With the more closely watched monthly jobs report looming, the Labor Department released a report on Thursday showing a modest increase in first-time claims for U.S. unemployment benefits in the week ended April 30th.
The report showed initial jobless claims rose to 200,000, an increase of 19,000 from the previous week’s revised level of 181,000.
Economists had expected jobless claims to inch up to 182,000 from the 180,000 originally reported for the previous week.
With the bigger than expected uptick, jobless claims reached their highest level since hitting 209,000 in the week ended February 12th.
“Despite the increase, claims remain at levels that are consistent with extremely tight labor market conditions,” said Nancy Vanden Houten, Lead U.S. Economist at Oxford Economics. “With job openings and quits at a record high, employers will keep layoffs to a minimum.
She added, “Even as the economy slows in response to high inflation and rising interest rates, we expect employers will be more likely to slow the pace of hiring than to let go of workers.”

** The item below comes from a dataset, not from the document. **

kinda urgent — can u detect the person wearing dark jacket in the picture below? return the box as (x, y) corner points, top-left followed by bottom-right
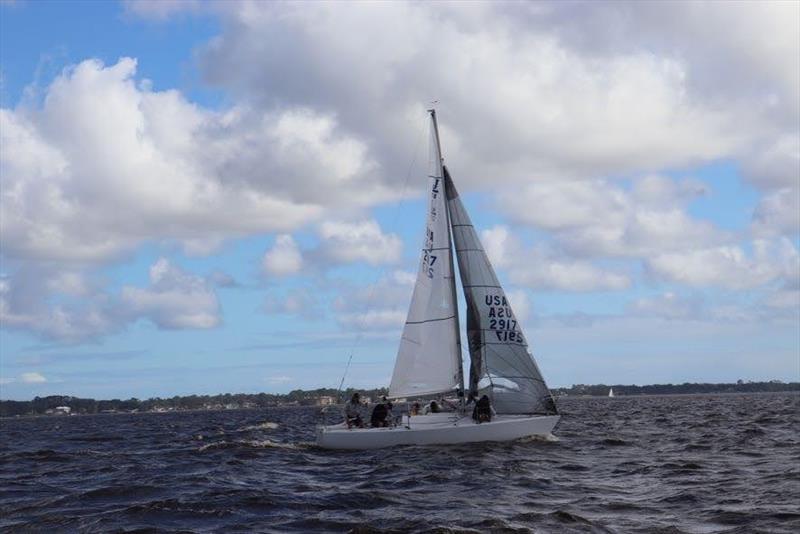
(472, 395), (494, 423)
(370, 401), (389, 427)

The Labor Department said the less volatile four-week moving average also edged up to 188,000, an increase of 8,000 from the previous week’s revised average of 180,000.
Meanwhile, the report showed continuing claims, a reading on the number of people receiving ongoing unemployment assistance, dipped by 19,000 to 1.384 million in the week ended April 23rd, hitting the lowest level since January 1970.
The four-week moving average of continuing claims also fell to a 52-year-low of 1,417,000, a decrease of 36,250 from the previous week’s revised average of 1,453,250.
“We think continued claims can decline from these revised levels as job growth continues and more workers return to the labor market,” Vanden Houten said.
On Friday, the Labor Department is scheduled to release its more closely watched report on the employment situation in the month of April.
Economists currently expect employment to jump by 391,000 jobs in April after surging by 431,000 jobs in March, while the unemployment rate is expected to edge down to 3.5 percent from 3.6 percent.